NM provides legal assistance, research, HR, funding, branding and PR advice, training and project development ideas. Some of the NGOs they have helped get off the ground include the Young Innovators Award (YIA), which awards Egyptian high schoolers with the funding to carry our their innovative ideas. This is an attempt to promote more science and technology in Egypt, and often helps the students land jobs with companies that want to buy their innovations. Another NGO hey helped create was CEDO, a group that has put career services offices in all the public universities of Egypt. Previously, only wealthy students who could afford to go to private universities got the kind of career advice that comes standard with a college education in the US. Now, students who never took a university-level english class can have help going over their resume, or preparing for an interview.
Marisa–you’d be so proud of me! I networked my little tush off! I got a few business cards and they said I can send my resume to them for the next coop cycle (sorry mom!). It would be unpaid but phenomenal, and I absolutely need to find a way to get back here, so we’ll see how that goes. I would absolutely LOVE to work with them, but so far my Arabic isn’t quite good enough.

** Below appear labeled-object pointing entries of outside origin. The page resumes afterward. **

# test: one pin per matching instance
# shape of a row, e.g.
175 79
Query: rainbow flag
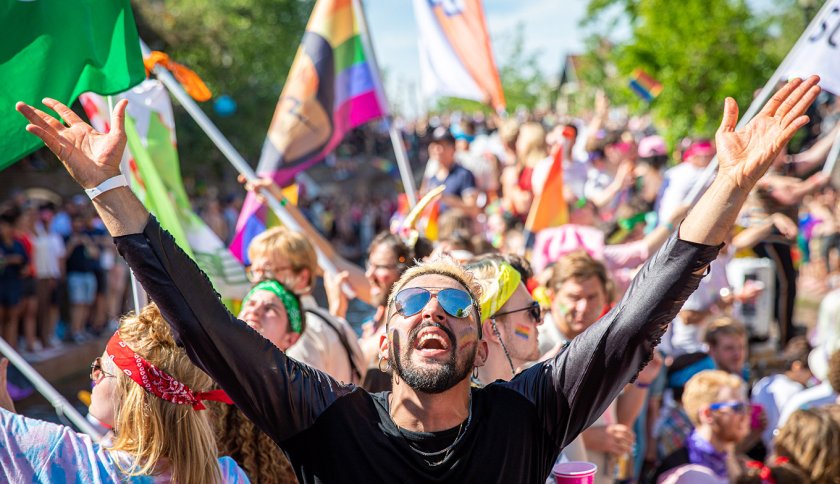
332 87
645 86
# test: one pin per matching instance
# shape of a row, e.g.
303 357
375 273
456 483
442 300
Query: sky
551 29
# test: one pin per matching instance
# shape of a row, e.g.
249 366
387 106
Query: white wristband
109 184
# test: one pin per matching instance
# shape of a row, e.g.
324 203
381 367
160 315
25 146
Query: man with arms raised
432 426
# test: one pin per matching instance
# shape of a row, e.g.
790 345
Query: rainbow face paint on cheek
467 339
522 330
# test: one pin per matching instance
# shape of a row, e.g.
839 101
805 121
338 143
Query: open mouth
432 341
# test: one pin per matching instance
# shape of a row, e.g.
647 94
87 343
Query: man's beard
437 379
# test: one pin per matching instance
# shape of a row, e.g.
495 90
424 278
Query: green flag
154 172
60 49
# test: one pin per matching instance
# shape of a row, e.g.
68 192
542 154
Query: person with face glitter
432 426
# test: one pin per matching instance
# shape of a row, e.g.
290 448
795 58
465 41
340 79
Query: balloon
224 106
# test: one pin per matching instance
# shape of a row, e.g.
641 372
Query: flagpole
138 294
700 185
61 405
233 156
396 140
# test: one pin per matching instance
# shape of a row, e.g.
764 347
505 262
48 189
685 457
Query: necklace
430 457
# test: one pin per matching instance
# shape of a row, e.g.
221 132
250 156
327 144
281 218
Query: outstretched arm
280 395
573 389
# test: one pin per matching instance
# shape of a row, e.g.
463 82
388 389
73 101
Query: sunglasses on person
736 407
456 302
96 371
534 311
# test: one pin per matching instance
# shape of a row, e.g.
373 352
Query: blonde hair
534 147
442 265
579 265
153 430
281 244
810 439
703 389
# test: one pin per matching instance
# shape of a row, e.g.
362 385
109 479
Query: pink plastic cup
577 472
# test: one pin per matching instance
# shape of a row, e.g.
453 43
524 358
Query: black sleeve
280 395
573 389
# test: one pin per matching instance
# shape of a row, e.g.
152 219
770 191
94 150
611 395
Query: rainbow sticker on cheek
467 339
523 331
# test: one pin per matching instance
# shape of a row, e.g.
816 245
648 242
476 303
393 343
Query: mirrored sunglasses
736 407
456 302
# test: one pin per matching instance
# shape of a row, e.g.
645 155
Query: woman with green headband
274 312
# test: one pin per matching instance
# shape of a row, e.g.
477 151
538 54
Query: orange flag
549 208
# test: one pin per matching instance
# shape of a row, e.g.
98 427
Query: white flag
455 55
820 51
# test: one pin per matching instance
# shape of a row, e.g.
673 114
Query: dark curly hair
253 450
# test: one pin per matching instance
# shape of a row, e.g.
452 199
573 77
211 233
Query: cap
442 135
651 146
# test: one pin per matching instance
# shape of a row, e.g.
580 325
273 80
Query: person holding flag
432 426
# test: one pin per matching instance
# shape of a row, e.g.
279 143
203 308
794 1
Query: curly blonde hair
152 430
810 439
252 449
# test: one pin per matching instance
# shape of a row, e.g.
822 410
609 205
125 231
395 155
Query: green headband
290 302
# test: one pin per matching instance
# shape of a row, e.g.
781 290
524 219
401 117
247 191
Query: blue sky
551 28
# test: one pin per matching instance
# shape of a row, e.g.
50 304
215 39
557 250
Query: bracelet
109 184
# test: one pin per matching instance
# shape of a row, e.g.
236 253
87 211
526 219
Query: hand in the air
746 154
90 157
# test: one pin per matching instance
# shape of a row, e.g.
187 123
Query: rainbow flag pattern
645 86
332 87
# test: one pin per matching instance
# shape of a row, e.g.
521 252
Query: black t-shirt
340 433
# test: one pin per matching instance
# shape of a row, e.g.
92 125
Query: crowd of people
620 338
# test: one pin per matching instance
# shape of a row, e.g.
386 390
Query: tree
700 50
241 48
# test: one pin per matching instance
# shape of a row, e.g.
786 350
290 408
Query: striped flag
645 86
455 54
152 166
332 87
549 208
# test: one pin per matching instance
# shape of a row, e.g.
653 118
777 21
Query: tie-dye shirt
37 451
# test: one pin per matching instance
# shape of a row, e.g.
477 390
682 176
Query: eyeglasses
96 371
412 300
534 311
736 407
263 273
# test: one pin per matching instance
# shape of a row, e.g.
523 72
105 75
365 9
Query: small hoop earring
387 365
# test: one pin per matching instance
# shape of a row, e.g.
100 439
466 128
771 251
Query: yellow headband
496 293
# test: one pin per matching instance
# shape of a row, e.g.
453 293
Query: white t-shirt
773 392
813 397
320 347
48 248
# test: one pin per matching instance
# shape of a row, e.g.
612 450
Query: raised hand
90 157
746 154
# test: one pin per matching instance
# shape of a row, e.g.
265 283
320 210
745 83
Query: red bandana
156 381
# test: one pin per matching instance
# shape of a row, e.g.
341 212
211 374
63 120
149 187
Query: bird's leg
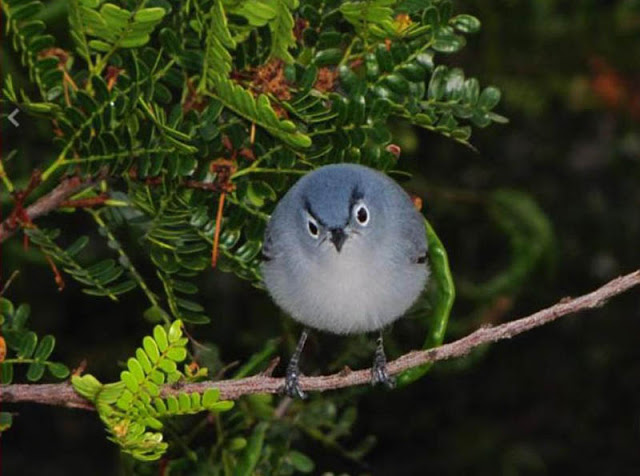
291 385
379 372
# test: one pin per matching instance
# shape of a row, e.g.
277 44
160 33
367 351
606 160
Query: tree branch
45 204
62 394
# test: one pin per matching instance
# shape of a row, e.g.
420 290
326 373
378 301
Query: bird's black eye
313 229
362 214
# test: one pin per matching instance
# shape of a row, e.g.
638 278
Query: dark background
558 400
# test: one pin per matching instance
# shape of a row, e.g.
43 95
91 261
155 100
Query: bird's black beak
338 237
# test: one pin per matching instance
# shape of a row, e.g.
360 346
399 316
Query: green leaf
251 454
58 370
177 354
175 331
6 307
435 306
6 372
21 315
489 98
259 111
6 420
281 27
301 462
151 348
87 386
160 337
27 345
44 349
155 314
35 371
465 23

What’s amazing is that NM just now (after five years) hired their first PR person for their own organization. They explain their success (and constant interview requests) by saying that, “good news travels fast.” I can’t help but thinking that wouldn’t exactly be the case in the US. But then again, in a country where so few people are (effectively) tackling unspoken issues, a group that dedicates itself to just that must stand out.